Australia lags on people trafficking
Erik Jensen
The Sydney Morning Herald
October 2, 2007
VICTIMS of people trafficking are supported if only they assist a prosecution by the Government, which is lagging Europe and the United States in its response to the issue, a report has found.
The Government used witness-protection visas as carrots to encourage people to testify in people-trafficking cases, deporting those who could not help, the report said.
Government figures show 92.5 per cent of people trafficking involves the sex industry. But the Collateral Damage report said the real issue could be in the resources sector, where people on temporary 457 visas may be debt-bonded to employers but ignored by authorities because their visa status was legal.
“I think they're [the Government] scared about the number of cases they would have to deal with if they pursued these cases,” the author of the report's Australian chapter, Elaine Pearson, said.”In order to appease the US State Department, they may just be paying lip service to human rights.”
The report, commissioned by the Global Alliance Against Traffic in Women, a human rights organisation in Bangkok, also raised concerns that the welfare of trafficked people in Australia had been sublet to a private organisation that would not provide information on its practices.
Kate Walsh, a spokeswoman for the Immigration Minister, said 68, 30-day bridging visas had been given to people in trafficking cases since 2004 and 14 of those had been given witness protection visas.

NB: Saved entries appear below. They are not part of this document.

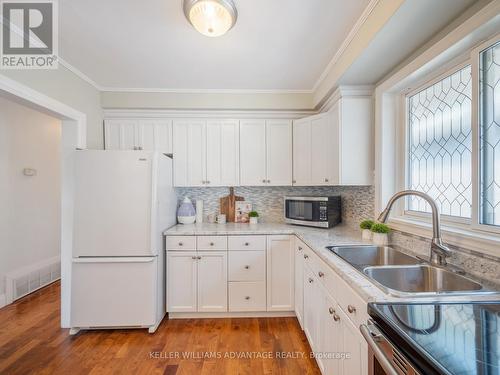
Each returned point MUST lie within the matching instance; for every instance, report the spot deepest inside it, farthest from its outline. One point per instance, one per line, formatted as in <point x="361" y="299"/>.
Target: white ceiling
<point x="275" y="44"/>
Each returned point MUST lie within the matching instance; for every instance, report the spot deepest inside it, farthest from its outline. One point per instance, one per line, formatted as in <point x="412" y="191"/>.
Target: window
<point x="489" y="122"/>
<point x="440" y="145"/>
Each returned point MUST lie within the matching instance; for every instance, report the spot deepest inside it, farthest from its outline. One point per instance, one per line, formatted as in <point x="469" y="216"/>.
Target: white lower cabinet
<point x="212" y="281"/>
<point x="280" y="273"/>
<point x="196" y="281"/>
<point x="181" y="281"/>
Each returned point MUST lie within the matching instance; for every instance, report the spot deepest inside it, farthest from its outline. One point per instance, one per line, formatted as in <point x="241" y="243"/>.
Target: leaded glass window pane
<point x="489" y="117"/>
<point x="440" y="145"/>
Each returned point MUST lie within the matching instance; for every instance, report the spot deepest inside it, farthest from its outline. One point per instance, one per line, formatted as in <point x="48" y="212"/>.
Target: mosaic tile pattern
<point x="357" y="201"/>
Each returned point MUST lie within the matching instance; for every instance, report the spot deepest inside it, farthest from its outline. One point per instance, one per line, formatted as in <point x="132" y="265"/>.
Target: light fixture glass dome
<point x="211" y="17"/>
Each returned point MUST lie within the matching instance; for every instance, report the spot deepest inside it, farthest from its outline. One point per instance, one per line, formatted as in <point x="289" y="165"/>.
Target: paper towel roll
<point x="199" y="211"/>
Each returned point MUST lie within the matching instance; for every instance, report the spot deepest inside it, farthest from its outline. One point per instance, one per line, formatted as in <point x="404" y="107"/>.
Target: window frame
<point x="453" y="222"/>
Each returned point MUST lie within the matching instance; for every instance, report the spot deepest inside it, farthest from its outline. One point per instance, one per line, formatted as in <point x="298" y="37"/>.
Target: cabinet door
<point x="120" y="134"/>
<point x="319" y="147"/>
<point x="155" y="135"/>
<point x="212" y="281"/>
<point x="299" y="280"/>
<point x="302" y="152"/>
<point x="353" y="344"/>
<point x="279" y="152"/>
<point x="253" y="153"/>
<point x="181" y="281"/>
<point x="223" y="141"/>
<point x="280" y="273"/>
<point x="310" y="308"/>
<point x="189" y="153"/>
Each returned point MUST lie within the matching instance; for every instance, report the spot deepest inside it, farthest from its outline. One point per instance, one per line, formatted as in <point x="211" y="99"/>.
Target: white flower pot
<point x="366" y="234"/>
<point x="380" y="239"/>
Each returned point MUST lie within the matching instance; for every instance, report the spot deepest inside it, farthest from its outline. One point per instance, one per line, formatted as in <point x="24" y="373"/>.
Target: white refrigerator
<point x="123" y="201"/>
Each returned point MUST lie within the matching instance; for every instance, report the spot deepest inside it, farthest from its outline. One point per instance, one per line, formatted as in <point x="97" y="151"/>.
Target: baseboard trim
<point x="249" y="314"/>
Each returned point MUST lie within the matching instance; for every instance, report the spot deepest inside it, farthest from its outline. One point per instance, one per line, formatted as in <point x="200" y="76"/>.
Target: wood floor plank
<point x="31" y="341"/>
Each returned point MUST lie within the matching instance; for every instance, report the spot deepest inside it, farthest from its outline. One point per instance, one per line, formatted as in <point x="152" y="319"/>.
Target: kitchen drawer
<point x="247" y="266"/>
<point x="207" y="243"/>
<point x="247" y="296"/>
<point x="352" y="304"/>
<point x="247" y="243"/>
<point x="187" y="243"/>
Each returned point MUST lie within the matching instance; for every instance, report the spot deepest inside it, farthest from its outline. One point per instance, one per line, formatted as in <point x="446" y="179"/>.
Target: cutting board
<point x="228" y="205"/>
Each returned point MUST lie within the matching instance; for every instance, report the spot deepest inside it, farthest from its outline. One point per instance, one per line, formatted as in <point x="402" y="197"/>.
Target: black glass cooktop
<point x="445" y="338"/>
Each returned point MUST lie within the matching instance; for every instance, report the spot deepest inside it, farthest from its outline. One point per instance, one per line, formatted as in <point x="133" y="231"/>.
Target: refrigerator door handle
<point x="113" y="260"/>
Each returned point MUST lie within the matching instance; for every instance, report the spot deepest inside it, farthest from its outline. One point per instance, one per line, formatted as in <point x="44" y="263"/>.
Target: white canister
<point x="199" y="211"/>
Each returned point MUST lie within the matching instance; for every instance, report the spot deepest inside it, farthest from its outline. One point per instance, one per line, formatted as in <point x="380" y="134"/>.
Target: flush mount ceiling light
<point x="211" y="17"/>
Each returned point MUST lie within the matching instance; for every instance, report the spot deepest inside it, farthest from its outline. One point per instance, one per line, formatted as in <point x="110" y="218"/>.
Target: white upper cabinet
<point x="334" y="148"/>
<point x="189" y="153"/>
<point x="265" y="152"/>
<point x="223" y="152"/>
<point x="253" y="152"/>
<point x="279" y="152"/>
<point x="206" y="152"/>
<point x="141" y="134"/>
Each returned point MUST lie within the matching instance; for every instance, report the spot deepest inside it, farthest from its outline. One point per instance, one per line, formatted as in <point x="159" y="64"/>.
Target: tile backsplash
<point x="357" y="201"/>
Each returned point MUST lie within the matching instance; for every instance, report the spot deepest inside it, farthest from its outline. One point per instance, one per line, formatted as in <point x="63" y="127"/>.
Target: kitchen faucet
<point x="439" y="251"/>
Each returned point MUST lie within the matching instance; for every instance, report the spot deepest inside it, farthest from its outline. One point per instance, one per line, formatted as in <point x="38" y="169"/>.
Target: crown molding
<point x="79" y="74"/>
<point x="112" y="113"/>
<point x="354" y="30"/>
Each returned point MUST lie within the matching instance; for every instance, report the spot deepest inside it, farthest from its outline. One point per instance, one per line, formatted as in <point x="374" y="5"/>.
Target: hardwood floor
<point x="31" y="341"/>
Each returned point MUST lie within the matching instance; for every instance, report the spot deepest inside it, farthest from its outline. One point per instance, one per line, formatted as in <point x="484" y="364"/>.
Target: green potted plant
<point x="254" y="217"/>
<point x="366" y="226"/>
<point x="380" y="234"/>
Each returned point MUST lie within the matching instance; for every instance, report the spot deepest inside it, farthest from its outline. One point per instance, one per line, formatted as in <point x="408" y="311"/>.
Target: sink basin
<point x="421" y="279"/>
<point x="362" y="256"/>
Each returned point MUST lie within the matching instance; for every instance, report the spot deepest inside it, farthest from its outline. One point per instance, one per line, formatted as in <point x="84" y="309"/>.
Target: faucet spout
<point x="439" y="251"/>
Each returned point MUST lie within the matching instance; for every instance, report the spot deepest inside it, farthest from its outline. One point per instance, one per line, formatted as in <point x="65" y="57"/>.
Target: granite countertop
<point x="317" y="239"/>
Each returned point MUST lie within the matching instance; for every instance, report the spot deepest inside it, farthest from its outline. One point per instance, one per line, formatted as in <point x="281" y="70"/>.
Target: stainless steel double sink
<point x="400" y="274"/>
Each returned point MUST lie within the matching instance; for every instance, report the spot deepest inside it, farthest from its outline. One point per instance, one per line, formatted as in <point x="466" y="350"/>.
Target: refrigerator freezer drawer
<point x="114" y="292"/>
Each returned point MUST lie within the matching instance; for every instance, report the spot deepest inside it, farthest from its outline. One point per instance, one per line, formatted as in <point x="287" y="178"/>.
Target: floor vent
<point x="28" y="279"/>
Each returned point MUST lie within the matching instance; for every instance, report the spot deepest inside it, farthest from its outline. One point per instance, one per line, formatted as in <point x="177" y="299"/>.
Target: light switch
<point x="30" y="172"/>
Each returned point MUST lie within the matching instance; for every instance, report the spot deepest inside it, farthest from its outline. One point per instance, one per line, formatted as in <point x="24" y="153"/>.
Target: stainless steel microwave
<point x="321" y="212"/>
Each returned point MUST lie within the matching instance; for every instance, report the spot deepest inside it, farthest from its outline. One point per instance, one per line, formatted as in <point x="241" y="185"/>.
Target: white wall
<point x="68" y="88"/>
<point x="29" y="206"/>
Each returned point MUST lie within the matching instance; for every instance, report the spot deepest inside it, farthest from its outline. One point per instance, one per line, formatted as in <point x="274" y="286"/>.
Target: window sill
<point x="470" y="239"/>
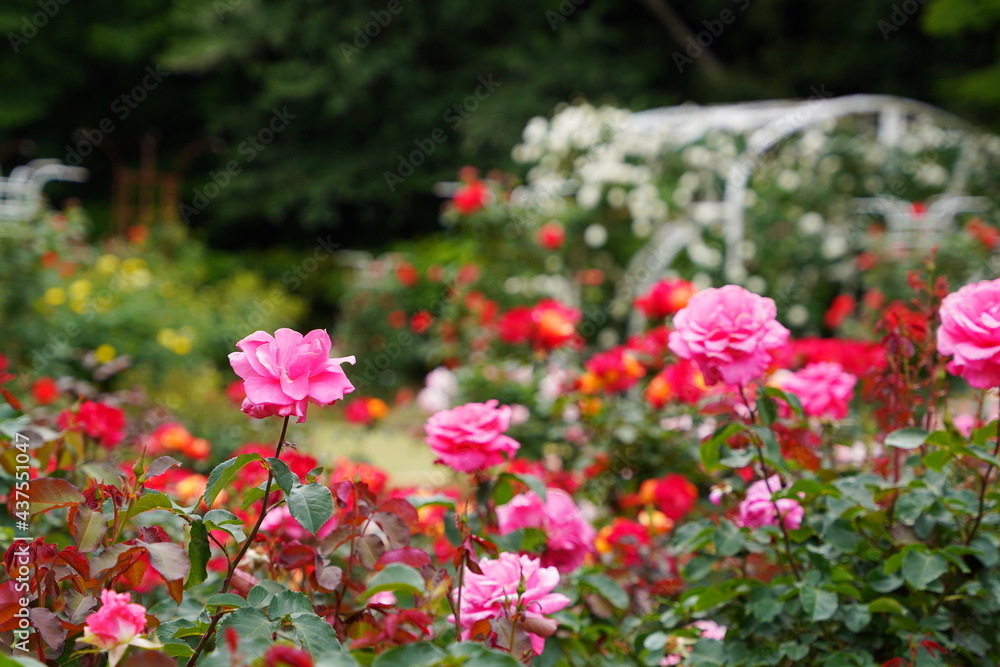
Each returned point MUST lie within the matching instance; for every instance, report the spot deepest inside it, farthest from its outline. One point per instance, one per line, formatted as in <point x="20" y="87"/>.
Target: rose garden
<point x="655" y="462"/>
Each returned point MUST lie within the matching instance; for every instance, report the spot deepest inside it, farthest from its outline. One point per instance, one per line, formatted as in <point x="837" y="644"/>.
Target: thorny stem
<point x="233" y="564"/>
<point x="982" y="491"/>
<point x="767" y="483"/>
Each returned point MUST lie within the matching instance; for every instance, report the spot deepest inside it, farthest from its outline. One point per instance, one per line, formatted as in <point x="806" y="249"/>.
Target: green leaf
<point x="288" y="602"/>
<point x="818" y="603"/>
<point x="728" y="539"/>
<point x="224" y="473"/>
<point x="151" y="500"/>
<point x="421" y="654"/>
<point x="710" y="448"/>
<point x="47" y="493"/>
<point x="89" y="528"/>
<point x="772" y="451"/>
<point x="708" y="653"/>
<point x="286" y="479"/>
<point x="199" y="552"/>
<point x="607" y="588"/>
<point x="395" y="577"/>
<point x="249" y="623"/>
<point x="906" y="438"/>
<point x="226" y="600"/>
<point x="937" y="459"/>
<point x="921" y="568"/>
<point x="167" y="558"/>
<point x="532" y="482"/>
<point x="856" y="617"/>
<point x="886" y="605"/>
<point x="311" y="505"/>
<point x="316" y="635"/>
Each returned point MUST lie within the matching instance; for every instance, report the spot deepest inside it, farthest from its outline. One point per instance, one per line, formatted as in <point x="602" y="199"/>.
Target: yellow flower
<point x="78" y="289"/>
<point x="55" y="296"/>
<point x="107" y="264"/>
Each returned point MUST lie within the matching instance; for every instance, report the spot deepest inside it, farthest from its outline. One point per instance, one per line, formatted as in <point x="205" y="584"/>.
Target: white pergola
<point x="21" y="193"/>
<point x="766" y="124"/>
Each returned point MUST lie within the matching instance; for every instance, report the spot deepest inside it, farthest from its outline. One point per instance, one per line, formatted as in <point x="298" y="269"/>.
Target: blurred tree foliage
<point x="359" y="105"/>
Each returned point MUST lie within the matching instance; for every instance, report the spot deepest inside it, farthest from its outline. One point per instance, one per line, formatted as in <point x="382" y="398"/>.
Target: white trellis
<point x="21" y="194"/>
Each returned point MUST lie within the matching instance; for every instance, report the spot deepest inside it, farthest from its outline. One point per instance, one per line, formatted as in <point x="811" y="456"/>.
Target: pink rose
<point x="283" y="373"/>
<point x="280" y="523"/>
<point x="728" y="331"/>
<point x="117" y="625"/>
<point x="515" y="588"/>
<point x="117" y="622"/>
<point x="569" y="536"/>
<point x="824" y="389"/>
<point x="970" y="332"/>
<point x="470" y="438"/>
<point x="757" y="509"/>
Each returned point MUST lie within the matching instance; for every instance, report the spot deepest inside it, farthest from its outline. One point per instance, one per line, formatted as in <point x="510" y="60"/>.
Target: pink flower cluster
<point x="569" y="537"/>
<point x="757" y="509"/>
<point x="283" y="373"/>
<point x="970" y="332"/>
<point x="729" y="332"/>
<point x="470" y="438"/>
<point x="824" y="389"/>
<point x="516" y="588"/>
<point x="117" y="622"/>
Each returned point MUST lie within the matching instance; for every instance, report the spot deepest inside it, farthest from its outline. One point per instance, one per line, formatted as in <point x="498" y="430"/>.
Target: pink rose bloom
<point x="757" y="510"/>
<point x="824" y="389"/>
<point x="970" y="332"/>
<point x="283" y="373"/>
<point x="569" y="536"/>
<point x="470" y="438"/>
<point x="116" y="623"/>
<point x="965" y="424"/>
<point x="711" y="630"/>
<point x="728" y="332"/>
<point x="512" y="586"/>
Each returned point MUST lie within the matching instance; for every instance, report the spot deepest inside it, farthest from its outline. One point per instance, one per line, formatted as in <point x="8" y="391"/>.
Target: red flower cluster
<point x="547" y="325"/>
<point x="665" y="298"/>
<point x="365" y="410"/>
<point x="673" y="495"/>
<point x="98" y="420"/>
<point x="616" y="370"/>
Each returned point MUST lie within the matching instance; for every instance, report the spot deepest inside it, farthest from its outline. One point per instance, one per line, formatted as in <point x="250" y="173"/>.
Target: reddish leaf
<point x="87" y="527"/>
<point x="370" y="549"/>
<point x="394" y="527"/>
<point x="10" y="399"/>
<point x="411" y="556"/>
<point x="48" y="493"/>
<point x="169" y="559"/>
<point x="49" y="626"/>
<point x="153" y="535"/>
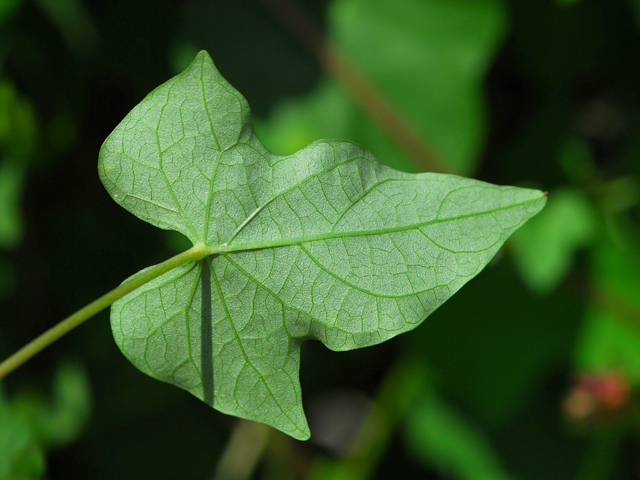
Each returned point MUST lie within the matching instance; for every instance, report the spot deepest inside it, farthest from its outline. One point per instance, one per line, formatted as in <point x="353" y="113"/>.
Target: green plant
<point x="325" y="244"/>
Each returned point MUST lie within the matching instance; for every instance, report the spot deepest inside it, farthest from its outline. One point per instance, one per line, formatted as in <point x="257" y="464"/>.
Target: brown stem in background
<point x="365" y="93"/>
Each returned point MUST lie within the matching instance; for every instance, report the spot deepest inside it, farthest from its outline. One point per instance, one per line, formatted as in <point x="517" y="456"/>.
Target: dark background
<point x="529" y="372"/>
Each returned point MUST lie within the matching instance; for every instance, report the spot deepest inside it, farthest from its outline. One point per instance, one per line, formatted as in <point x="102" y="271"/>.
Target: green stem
<point x="65" y="326"/>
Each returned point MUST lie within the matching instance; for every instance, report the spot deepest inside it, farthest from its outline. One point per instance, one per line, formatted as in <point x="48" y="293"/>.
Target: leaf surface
<point x="325" y="244"/>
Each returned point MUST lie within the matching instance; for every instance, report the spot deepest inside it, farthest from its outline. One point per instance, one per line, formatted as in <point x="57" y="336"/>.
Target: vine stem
<point x="196" y="252"/>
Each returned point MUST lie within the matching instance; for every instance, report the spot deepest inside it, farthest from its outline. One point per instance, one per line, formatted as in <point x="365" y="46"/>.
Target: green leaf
<point x="610" y="336"/>
<point x="325" y="244"/>
<point x="440" y="437"/>
<point x="544" y="248"/>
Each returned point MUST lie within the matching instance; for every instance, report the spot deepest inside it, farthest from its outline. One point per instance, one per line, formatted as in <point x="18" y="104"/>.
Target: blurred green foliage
<point x="536" y="363"/>
<point x="31" y="423"/>
<point x="427" y="58"/>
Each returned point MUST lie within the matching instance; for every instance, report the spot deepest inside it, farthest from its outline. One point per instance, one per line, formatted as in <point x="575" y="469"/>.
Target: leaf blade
<point x="327" y="244"/>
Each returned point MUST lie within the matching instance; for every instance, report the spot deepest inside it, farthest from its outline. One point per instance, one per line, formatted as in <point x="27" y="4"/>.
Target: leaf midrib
<point x="285" y="242"/>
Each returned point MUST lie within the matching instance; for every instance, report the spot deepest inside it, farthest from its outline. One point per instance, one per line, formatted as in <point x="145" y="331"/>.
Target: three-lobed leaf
<point x="326" y="244"/>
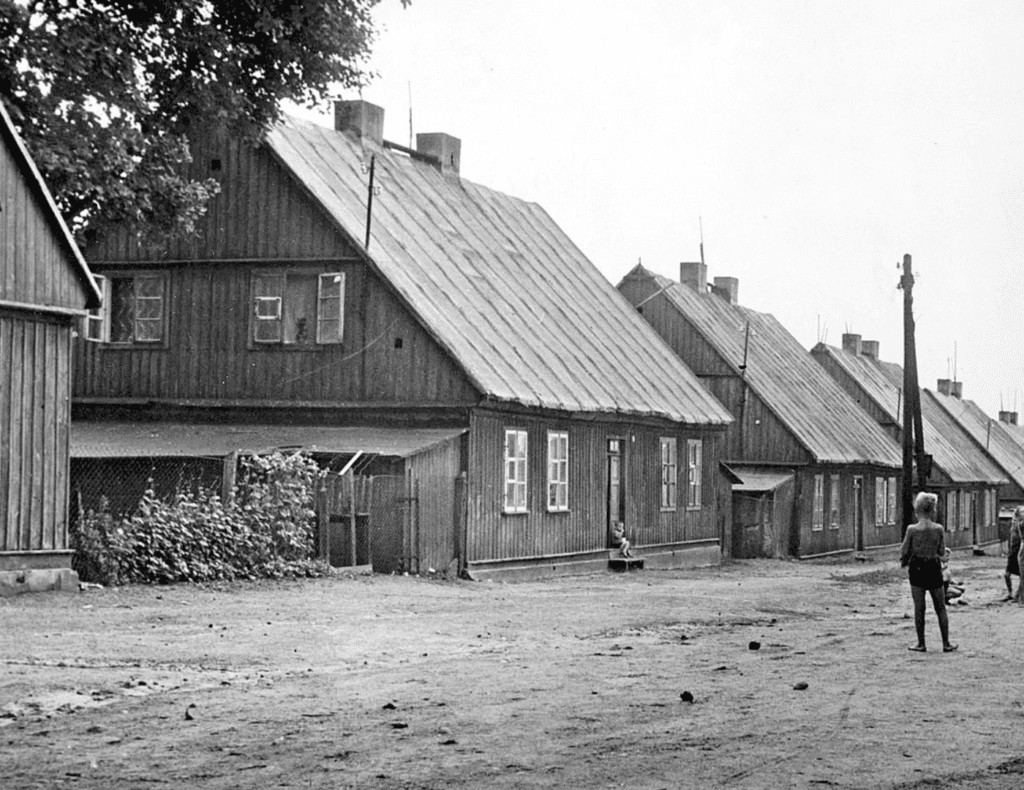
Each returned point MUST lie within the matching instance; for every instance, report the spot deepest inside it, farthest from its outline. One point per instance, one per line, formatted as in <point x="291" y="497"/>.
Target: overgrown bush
<point x="267" y="529"/>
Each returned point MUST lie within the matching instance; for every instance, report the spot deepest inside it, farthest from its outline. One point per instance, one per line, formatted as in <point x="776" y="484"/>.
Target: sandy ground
<point x="406" y="682"/>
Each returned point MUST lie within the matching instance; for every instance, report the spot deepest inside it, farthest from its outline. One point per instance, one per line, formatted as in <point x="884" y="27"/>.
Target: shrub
<point x="265" y="530"/>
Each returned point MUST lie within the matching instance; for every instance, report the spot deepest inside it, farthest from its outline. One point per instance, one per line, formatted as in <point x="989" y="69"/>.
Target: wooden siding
<point x="496" y="535"/>
<point x="34" y="432"/>
<point x="810" y="542"/>
<point x="259" y="213"/>
<point x="208" y="354"/>
<point x="35" y="266"/>
<point x="433" y="472"/>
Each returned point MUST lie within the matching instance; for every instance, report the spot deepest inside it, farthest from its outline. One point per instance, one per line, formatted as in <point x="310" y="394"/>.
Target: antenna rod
<point x="700" y="221"/>
<point x="370" y="200"/>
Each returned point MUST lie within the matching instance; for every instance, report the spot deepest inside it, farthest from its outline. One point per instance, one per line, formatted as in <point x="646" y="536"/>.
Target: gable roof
<point x="35" y="180"/>
<point x="819" y="414"/>
<point x="497" y="284"/>
<point x="999" y="441"/>
<point x="951" y="448"/>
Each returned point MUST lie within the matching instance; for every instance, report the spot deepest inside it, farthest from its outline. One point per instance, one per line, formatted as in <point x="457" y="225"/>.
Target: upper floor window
<point x="694" y="473"/>
<point x="834" y="501"/>
<point x="558" y="470"/>
<point x="818" y="517"/>
<point x="670" y="472"/>
<point x="515" y="471"/>
<point x="133" y="309"/>
<point x="298" y="307"/>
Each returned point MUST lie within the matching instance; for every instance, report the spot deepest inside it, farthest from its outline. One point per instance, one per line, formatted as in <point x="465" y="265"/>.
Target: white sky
<point x="818" y="141"/>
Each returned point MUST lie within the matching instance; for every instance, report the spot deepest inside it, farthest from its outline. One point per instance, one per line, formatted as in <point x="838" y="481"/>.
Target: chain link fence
<point x="361" y="520"/>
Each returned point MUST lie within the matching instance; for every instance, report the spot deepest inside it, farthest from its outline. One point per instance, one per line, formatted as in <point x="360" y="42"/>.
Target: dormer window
<point x="298" y="308"/>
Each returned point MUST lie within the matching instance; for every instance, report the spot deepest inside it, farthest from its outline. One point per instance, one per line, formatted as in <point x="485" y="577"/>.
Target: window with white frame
<point x="558" y="470"/>
<point x="133" y="309"/>
<point x="515" y="471"/>
<point x="297" y="307"/>
<point x="694" y="473"/>
<point x="670" y="472"/>
<point x="818" y="516"/>
<point x="834" y="501"/>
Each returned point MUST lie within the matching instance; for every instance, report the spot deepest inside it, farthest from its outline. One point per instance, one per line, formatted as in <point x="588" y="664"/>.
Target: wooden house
<point x="343" y="281"/>
<point x="818" y="476"/>
<point x="45" y="288"/>
<point x="1001" y="440"/>
<point x="966" y="479"/>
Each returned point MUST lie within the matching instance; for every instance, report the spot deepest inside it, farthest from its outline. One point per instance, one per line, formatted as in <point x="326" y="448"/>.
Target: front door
<point x="858" y="512"/>
<point x="615" y="488"/>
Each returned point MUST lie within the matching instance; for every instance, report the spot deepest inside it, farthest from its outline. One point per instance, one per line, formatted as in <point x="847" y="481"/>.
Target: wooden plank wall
<point x="495" y="535"/>
<point x="34" y="265"/>
<point x="843" y="539"/>
<point x="35" y="413"/>
<point x="208" y="355"/>
<point x="259" y="213"/>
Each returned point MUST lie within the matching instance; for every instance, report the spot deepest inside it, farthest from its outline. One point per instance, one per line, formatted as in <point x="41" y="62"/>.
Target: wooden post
<point x="227" y="476"/>
<point x="913" y="434"/>
<point x="323" y="524"/>
<point x="351" y="517"/>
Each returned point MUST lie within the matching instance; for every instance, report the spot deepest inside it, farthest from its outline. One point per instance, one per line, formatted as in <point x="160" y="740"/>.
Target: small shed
<point x="45" y="287"/>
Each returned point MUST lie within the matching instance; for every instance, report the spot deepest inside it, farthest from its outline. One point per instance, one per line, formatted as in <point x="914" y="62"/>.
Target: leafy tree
<point x="105" y="92"/>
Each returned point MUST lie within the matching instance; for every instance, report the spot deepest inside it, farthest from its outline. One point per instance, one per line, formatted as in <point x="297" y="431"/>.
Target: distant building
<point x="963" y="474"/>
<point x="45" y="288"/>
<point x="304" y="317"/>
<point x="1000" y="439"/>
<point x="818" y="475"/>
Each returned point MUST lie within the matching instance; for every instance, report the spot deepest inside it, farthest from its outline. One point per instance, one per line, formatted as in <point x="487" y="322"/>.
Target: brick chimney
<point x="359" y="118"/>
<point x="694" y="275"/>
<point x="443" y="148"/>
<point x="728" y="289"/>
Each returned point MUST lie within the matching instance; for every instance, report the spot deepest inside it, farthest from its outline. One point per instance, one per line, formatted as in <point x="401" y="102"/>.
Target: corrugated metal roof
<point x="498" y="285"/>
<point x="64" y="234"/>
<point x="998" y="441"/>
<point x="951" y="449"/>
<point x="822" y="417"/>
<point x="148" y="440"/>
<point x="760" y="477"/>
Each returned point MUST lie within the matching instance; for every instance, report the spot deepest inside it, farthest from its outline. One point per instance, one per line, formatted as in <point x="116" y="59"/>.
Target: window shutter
<point x="267" y="297"/>
<point x="97" y="322"/>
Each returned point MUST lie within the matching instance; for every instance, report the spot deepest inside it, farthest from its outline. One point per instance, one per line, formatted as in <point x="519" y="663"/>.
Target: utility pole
<point x="913" y="434"/>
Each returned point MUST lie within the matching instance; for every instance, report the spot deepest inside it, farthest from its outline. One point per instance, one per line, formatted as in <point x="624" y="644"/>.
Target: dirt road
<point x="404" y="682"/>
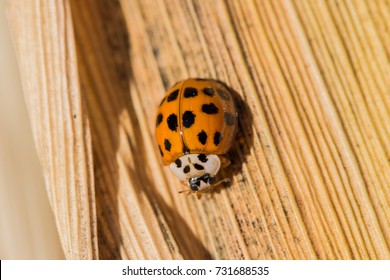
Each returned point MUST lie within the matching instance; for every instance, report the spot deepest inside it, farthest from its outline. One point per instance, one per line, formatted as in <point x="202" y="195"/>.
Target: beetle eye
<point x="211" y="180"/>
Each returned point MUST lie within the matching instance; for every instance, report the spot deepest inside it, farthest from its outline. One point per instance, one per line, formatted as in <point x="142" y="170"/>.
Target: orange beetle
<point x="195" y="126"/>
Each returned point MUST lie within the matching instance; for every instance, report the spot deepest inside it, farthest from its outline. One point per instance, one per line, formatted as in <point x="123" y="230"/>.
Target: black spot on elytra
<point x="229" y="118"/>
<point x="223" y="94"/>
<point x="190" y="92"/>
<point x="208" y="91"/>
<point x="186" y="150"/>
<point x="167" y="145"/>
<point x="209" y="109"/>
<point x="159" y="119"/>
<point x="198" y="166"/>
<point x="172" y="122"/>
<point x="202" y="158"/>
<point x="217" y="138"/>
<point x="173" y="96"/>
<point x="161" y="153"/>
<point x="186" y="169"/>
<point x="188" y="119"/>
<point x="162" y="101"/>
<point x="202" y="137"/>
<point x="178" y="163"/>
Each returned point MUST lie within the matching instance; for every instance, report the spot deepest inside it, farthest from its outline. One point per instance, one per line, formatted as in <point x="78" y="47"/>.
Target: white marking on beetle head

She was unable to say whether the protection visas had been given before or after a prosecution.
While the Government estimates 100 people are trafficked into Australia each year, Ms Walsh said there was no evidence 457 visas were used in this process.
“We do do compliance visits to businesses that have 457 visas. If [people trafficking] was occurring, then we would be aware of that,” she said. “It is certainly not something that we have come across.”
But the national secretary of the Construction Forestry Mining and Energy Union, John Sutton, said large numbers of workers on 457 visas had their passports and bank accounts controlled by bosses and feared deportation if they complained.
“There is a complete cloak of secrecy in the [sector],” Mr Sutton said. “There needs to be change and I'm glad this group is exposing something the Government won't respond to.”
The alliance said the Attorney-General's Department had pulled out of a round-table discussion ahead of the report's launch in Canberra today.